Hernán Cortés Sat Down & Cried
Sunday, October 27, 2019
Árbol de la Noche Triste,Tacuba México |
In this century we live in absurd times. Supposing I
write here that I am insulted that Queen Victoria, who was singly responsible
for genocide in India and Africa, had the temerity to name our province British
Columbia. Columbia derives from Christopher Columbus who practiced genocide and
brought disease to what he thought was China and others thought was a new
world. He paraded his “Indians” back in Spain and introduced tobacco a much worse
habit than what inspired Bach to write his Coffee Cantata BWV211.
I propose that we change the name of our province.
You might think me mad because I am taking political
correctness and the re-writing of history to some level of absurdity. As I wrote above, we live in absurd times.
October 12th came and went here in Vancouver. I had a
hard time reading in papers and in social media comments on the event that
happened in 1492. Because I was raised in Buenos Aires I can write that
Columbus sailed for his China (and by 1950 the New World) from the Spanish port
of Palos (near the present fino sherry port of San Lúcar de Barrameda) in three
caravels, la Santa María, La Pinta and La Niña.

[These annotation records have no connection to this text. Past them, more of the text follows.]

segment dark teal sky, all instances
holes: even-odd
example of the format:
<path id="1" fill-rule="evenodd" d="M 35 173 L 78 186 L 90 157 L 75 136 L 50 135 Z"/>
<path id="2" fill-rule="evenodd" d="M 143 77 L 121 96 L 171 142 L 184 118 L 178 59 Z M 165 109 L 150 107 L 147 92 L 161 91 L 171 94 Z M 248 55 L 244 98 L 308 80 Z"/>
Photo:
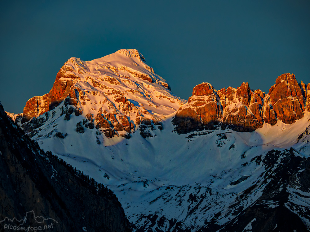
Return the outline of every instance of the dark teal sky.
<path id="1" fill-rule="evenodd" d="M 70 57 L 122 48 L 137 49 L 187 100 L 203 82 L 266 92 L 283 73 L 310 82 L 310 1 L 254 2 L 2 1 L 0 101 L 21 113 Z"/>

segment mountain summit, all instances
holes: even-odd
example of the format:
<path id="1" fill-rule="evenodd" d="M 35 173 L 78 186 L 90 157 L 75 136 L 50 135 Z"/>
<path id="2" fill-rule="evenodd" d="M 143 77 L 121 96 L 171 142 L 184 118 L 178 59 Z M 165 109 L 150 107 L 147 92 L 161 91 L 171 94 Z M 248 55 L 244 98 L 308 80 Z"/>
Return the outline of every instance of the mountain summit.
<path id="1" fill-rule="evenodd" d="M 310 230 L 310 84 L 170 89 L 135 50 L 72 58 L 11 116 L 111 189 L 135 231 Z"/>
<path id="2" fill-rule="evenodd" d="M 299 84 L 290 73 L 278 77 L 267 94 L 251 90 L 247 83 L 237 89 L 217 91 L 203 83 L 194 88 L 188 102 L 177 111 L 174 123 L 181 133 L 214 129 L 219 124 L 223 129 L 228 127 L 240 131 L 253 131 L 278 120 L 291 124 L 310 110 L 309 90 L 310 83 L 307 88 L 302 81 Z"/>
<path id="3" fill-rule="evenodd" d="M 22 122 L 53 109 L 65 99 L 74 106 L 66 113 L 65 120 L 73 111 L 76 115 L 87 115 L 109 138 L 128 138 L 141 124 L 142 127 L 160 127 L 166 115 L 185 102 L 172 93 L 135 49 L 122 49 L 89 61 L 70 58 L 58 72 L 50 92 L 27 102 Z"/>

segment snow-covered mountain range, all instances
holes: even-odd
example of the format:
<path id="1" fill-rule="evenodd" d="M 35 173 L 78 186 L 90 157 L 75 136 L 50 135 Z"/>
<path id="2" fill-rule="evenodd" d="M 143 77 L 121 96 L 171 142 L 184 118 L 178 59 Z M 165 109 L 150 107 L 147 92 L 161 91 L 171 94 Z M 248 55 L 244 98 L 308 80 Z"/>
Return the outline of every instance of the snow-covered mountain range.
<path id="1" fill-rule="evenodd" d="M 70 58 L 48 93 L 8 114 L 112 189 L 135 231 L 299 231 L 310 229 L 309 111 L 310 84 L 294 74 L 267 94 L 202 83 L 187 101 L 122 49 Z"/>

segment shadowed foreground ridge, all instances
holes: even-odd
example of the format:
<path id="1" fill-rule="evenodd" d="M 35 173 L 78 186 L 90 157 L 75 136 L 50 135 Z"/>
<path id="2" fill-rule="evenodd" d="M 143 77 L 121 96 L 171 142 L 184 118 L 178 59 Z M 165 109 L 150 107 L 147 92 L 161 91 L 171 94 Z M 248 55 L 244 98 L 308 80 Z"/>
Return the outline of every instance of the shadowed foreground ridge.
<path id="1" fill-rule="evenodd" d="M 237 89 L 215 89 L 202 83 L 193 89 L 188 103 L 180 107 L 174 119 L 179 134 L 221 125 L 236 131 L 252 131 L 264 123 L 273 125 L 278 120 L 291 124 L 309 111 L 310 84 L 298 83 L 295 75 L 283 74 L 266 94 L 251 90 L 247 83 Z"/>
<path id="2" fill-rule="evenodd" d="M 51 231 L 131 231 L 112 191 L 43 152 L 1 104 L 0 119 L 0 221 L 7 217 L 20 220 L 33 211 L 58 222 Z"/>

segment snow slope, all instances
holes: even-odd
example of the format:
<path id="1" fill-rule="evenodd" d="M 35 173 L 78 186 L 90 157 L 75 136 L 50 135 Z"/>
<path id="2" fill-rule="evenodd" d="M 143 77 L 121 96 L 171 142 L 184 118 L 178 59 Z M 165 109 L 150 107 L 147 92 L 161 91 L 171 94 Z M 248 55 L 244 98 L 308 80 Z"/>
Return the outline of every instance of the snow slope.
<path id="1" fill-rule="evenodd" d="M 171 120 L 186 102 L 172 93 L 136 50 L 122 49 L 90 61 L 72 58 L 62 68 L 77 77 L 75 108 L 82 113 L 73 114 L 66 99 L 21 126 L 44 150 L 111 189 L 134 230 L 224 230 L 253 205 L 267 210 L 285 203 L 310 225 L 307 213 L 296 209 L 303 204 L 306 211 L 310 208 L 308 198 L 280 206 L 266 196 L 275 182 L 281 185 L 275 192 L 281 189 L 291 198 L 298 195 L 296 191 L 308 195 L 281 175 L 287 160 L 297 157 L 301 163 L 309 157 L 308 112 L 292 124 L 278 120 L 251 132 L 222 130 L 219 125 L 178 134 Z M 120 123 L 127 117 L 133 128 L 119 129 L 108 118 L 115 132 L 108 137 L 106 128 L 94 126 L 96 115 L 108 119 L 109 114 Z M 138 122 L 146 118 L 150 121 Z M 129 139 L 122 136 L 126 133 Z M 303 173 L 298 165 L 290 171 L 296 180 Z M 246 231 L 260 223 L 253 217 L 245 219 Z"/>

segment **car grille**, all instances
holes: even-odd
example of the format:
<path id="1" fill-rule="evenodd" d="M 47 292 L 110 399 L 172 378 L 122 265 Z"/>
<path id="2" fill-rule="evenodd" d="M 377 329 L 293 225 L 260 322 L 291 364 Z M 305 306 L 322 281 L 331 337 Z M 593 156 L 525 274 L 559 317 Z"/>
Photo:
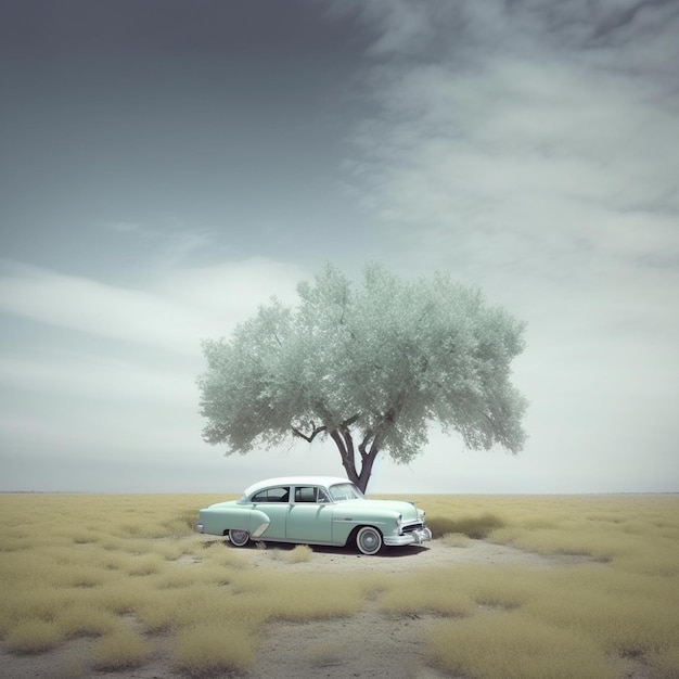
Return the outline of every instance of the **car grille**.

Until recently you could find a large statue of Columbus
in every Latin American city. October the 12th is called El Día de
la Raza.
Americans living in California might identify that
expression “la Raza” as a self definition by Americans of Mexican origin. It is
a proud self definition.
I remember that by the time Mexico hosted the 1968
Olympics they were calling themselves “la raza cobre” or copper coloured race.

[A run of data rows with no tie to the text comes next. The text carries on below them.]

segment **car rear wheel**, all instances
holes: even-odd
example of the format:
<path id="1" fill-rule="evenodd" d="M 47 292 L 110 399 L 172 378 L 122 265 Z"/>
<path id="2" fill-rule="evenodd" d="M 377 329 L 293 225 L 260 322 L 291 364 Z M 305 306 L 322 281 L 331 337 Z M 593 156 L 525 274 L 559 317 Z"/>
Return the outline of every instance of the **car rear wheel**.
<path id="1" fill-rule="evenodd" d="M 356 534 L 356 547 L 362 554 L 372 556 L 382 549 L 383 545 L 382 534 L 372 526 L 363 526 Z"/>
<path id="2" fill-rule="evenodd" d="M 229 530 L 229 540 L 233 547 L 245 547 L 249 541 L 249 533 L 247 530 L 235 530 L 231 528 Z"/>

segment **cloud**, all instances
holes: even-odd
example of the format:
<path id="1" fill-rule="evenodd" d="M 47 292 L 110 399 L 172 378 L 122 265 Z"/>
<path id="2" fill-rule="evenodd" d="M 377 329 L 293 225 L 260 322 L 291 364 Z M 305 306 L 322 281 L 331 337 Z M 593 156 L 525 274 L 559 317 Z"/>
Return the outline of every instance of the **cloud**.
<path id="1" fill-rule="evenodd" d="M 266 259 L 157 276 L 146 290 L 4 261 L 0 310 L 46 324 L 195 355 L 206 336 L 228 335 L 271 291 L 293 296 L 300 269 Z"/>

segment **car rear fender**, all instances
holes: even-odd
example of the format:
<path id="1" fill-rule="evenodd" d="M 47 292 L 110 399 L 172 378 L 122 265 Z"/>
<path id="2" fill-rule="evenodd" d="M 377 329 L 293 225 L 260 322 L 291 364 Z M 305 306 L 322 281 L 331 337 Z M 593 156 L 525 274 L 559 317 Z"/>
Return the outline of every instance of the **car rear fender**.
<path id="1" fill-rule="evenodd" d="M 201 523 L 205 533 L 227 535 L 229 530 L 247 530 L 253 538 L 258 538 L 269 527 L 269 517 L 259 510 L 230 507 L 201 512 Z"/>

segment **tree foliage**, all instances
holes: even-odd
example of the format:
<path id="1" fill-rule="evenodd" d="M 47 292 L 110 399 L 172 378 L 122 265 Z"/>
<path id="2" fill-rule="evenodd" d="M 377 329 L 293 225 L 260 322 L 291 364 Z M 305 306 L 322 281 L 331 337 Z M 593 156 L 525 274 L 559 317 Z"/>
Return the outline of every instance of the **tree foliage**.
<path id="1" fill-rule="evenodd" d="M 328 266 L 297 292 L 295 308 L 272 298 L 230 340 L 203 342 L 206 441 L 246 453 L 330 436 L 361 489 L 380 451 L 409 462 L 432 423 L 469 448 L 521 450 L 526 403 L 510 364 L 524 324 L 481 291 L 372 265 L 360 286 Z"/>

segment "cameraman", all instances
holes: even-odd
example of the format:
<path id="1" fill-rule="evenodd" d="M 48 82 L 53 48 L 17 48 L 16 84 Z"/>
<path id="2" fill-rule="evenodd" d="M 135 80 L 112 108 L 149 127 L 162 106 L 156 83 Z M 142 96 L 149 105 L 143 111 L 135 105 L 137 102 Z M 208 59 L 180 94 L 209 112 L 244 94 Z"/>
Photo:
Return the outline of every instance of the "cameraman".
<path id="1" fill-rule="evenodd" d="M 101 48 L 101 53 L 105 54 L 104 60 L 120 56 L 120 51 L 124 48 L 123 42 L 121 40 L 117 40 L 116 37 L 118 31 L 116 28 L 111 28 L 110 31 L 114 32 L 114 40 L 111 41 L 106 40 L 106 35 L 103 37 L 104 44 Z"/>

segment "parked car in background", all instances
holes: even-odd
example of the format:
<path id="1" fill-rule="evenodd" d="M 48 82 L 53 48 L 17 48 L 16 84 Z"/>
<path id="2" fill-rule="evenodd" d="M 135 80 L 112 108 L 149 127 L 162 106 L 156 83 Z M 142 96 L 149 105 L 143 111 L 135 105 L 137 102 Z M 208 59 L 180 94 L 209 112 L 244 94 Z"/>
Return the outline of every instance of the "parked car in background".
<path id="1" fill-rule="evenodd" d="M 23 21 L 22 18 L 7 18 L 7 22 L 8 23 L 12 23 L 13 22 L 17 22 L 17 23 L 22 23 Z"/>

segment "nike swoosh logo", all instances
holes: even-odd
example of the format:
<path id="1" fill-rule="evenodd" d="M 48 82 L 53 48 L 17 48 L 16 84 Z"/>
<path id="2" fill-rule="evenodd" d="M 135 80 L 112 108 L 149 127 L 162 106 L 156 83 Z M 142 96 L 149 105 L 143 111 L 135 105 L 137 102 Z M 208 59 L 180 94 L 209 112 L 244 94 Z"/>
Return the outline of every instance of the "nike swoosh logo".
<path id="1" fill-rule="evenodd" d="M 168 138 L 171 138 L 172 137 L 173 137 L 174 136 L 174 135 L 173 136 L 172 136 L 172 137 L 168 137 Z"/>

By that year there was no longer this deprecation about not being white. This
is something that my Argentine compatriots might adopt as I believe that racism
is the greatest ill of my country and the reason for all the political
upheavals there.
Because the Spaniards intermarried with local indigenous
populations this gave rise to the mestizo population.
But if you stop and consider that the Latin American
Columbus Day is El Día de la Raza you might understand that in spite of all
that went wrong a right has been eked out. It is a celebration of a new “race”,
one that mixes the Western whites with the indigenous natives.
A place
to reflect this is at El Árbol de La Noche Triste. This is a cypress that
was flourishing when Cortés invaded Tenochtitlan. His hordes weighed down by
gold and silver were close to being massacred on 30 June 1520 in a district
called then and now Tacuba. It was here where that tree was growing. The legend
says that Cortés sat down by the tree and cried. This was the sorrowful night
of Mexican history taught to this day.
We know that in the end Cortés was successful and the
beginning of the end of the Aztec empire was at hand.
The first time I went to see the tree I could discern
some growth. By the time I was there in the late 70s is was a shell of a tree.
I sat down and immediately I was hit by three memories of
my youth when I was 16 in Mexico City. I was taken by my mother to Chapultepec
Castle. There I saw these very tiny green/blue silk slippers that were owned by
Carlota (Emperor Maximilian’s wife). That she survived after he was shot in
1867 in Querétaro to die well into the 20th century in 1927, is
amazing. Not far from the slippers I would stare at Cortes’s armour. It was
tiny. This man, this size did all that? Further on in the sala, behind a glass
window was a beautiful jade chess set. The Spaniards where light green, the
Aztecs were dark green. When I returned in 1987 the armour and the chess set
were gone. In the communications office they told me that what had seen was impossible
as those artifacts had never existed. And thus history is cleaned up.
There are rumours that the modern Egyptians plan to sue
for reparations the Hittites that invaded their ancestors the Ancient
Egyptians. Bring that on.
What is interesting with all the shenanigans of taking down the statues of Confederate generals and the like in the US, is that I have never ever seen in all the years that I lived in Mexico a single statue of Hernán Cortés.